The Circinus galaxy is one of the closest obscured active galactic nuclei (AGNs), making it an ideal target for detailed study. Combining archival Chandra and XMM-Newton data with new NuSTAR observations, we model the 2-79 keV spectrum to constrain the primary AGN continuum and to derive physical parameters for the obscuring material. Chandra's high angular resolution allows a separation of nuclear and off-nuclear galactic emission. In the off-nuclear diffuse emission, we find signatures of strong cold reflection, including high equivalent-width neutral Fe lines. This Compton-scattered off-nuclear emission amounts to 18% of the nuclear flux in the Fe line region, but becomes comparable to the nuclear emission above 30 keV. The new analysis no longer supports a prominent transmitted AGN component in the observed band. We find that the nuclear spectrum is consistent with Compton scattering by an optically thick torus, where the intrinsic spectrum is a power law of photon index Γ = 2.2-2.4, the torus has an equatorial column density of N_H = (6-10) × 10^(24) cm^(–2), and the intrinsic AGN 2-10 keV luminosity is (2.3-5.1) × 10^(42) erg s^(–1).
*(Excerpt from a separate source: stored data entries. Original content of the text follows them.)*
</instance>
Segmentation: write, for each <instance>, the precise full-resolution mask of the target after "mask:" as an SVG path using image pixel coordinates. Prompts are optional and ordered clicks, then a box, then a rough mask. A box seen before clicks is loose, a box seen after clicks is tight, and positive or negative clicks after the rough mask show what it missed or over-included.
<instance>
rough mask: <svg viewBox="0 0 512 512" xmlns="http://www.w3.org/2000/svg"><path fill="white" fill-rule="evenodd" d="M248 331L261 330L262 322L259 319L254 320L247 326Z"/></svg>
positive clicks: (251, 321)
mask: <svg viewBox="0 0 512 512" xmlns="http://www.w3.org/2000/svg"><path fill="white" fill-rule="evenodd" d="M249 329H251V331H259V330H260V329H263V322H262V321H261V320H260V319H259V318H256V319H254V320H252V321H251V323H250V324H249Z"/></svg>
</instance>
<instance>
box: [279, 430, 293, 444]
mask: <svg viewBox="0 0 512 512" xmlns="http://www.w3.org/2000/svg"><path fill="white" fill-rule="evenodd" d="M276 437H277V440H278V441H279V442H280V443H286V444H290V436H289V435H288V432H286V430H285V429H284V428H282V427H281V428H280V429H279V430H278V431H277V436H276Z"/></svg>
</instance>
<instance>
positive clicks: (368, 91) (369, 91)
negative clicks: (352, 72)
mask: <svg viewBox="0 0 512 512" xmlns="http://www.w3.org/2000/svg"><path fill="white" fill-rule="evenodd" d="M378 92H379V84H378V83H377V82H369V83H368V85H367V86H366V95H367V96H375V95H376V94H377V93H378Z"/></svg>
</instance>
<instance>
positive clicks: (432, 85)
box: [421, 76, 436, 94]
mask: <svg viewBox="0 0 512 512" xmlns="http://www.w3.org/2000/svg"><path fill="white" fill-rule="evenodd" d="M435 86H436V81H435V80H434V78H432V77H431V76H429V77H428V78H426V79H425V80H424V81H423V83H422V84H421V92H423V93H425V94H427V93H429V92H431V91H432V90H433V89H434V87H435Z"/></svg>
These values place Circinus along the same relations as unobscured AGNs in accretion rate versus Γ and L_X versus L_(IR) phase space. NuSTAR's high sensitivity and low background allow us to study the short timescale variability of Circinus at X-ray energies above 10 keV for the first time. The lack of detected variability favors a Compton-thick absorber, in line with the spectral fitting results.